Susan was assigned to my small group. I couldn’t have been happier. The forty women in Fisher Hall were divided into four “small groups” of ten that met everyday. Small group always began by going around the circle while each of us expressed how we felt today—using only feeling words—feeling words made me want to retch, they were California touchy feely Eselen-type substitutes for the genuine AMA Harvard MD thinking and talking (which doesn’t help addicts either) that I valued. But the “feeling words” were listed on a big chart on the wall, lest you’re unable to come up with one all by yourself. For example you couldn’t say, “I’m fine” or “Okay.” At which point you could refer to the “feeling word chart” that listed such words as hurt, sad, angry, scared, resentful (really why not just point to an emoticon?). Then we would go around the room and Deb would ask each of, “How do you feel?”
One day during this process, Susan leaned over and whispered, “Do you remember the movie The Bird Cage?”
“Sure,” I whispered back.
“You know that scene where Robin Williams is working with Nathan Lane, trying to get him to butch-up and be more macho? And he’s having no success? So he says to Lane, ‘Look, the Mets just lost the pennant! How does that make you feel?’ And Lane turns to him and says, ‘Betrayed. Bewildered.’”
We exploded in laughter and were asked to leave group for the day. It was the first genuine laugh I’d had in years.

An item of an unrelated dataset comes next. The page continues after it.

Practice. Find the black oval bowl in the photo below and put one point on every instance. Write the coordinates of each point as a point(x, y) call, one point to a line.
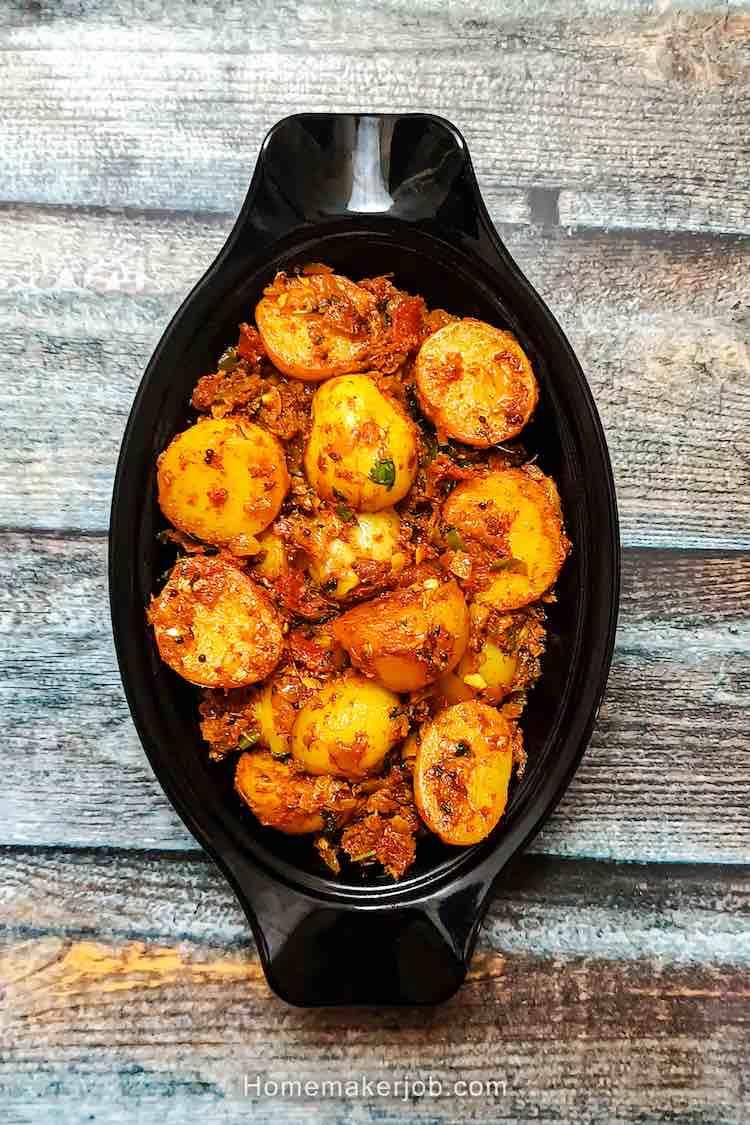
point(368, 195)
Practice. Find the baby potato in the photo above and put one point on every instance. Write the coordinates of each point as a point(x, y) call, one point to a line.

Susan knew I was itching to get out. Aside from her genuine concern for my wellbeing, she would have been pretty lost without me. One day she told me a story about something that happened when her husband, George, was in the hospital. I laughed so hard tears rolled down my cheeks. So she made me a deal: If I’d stay, she had plenty more where that came from. One story per night, guaranteed.
I had to put my escape plans on hold.
The last time I spoke to Susan she wanted me to come stay with her for the summer. I couldn’t, because I wasn’t sober.
We haven’t been in touch since.
“I’d spent all my money on Mentos and didn’t have cab fare back to The Valley.”
That made me bust a gut! 😂 It recalls similar plights that I faced back in my using days. Sober people just can’t understand!
Thank you for these frank, funny, heartbreaking accounts, Cara. I always look forward to the next installment.
How do you have me laughing while reading such a grueling Rehab stay? I feel so upset for you then start laughing at your hilarious take on everything.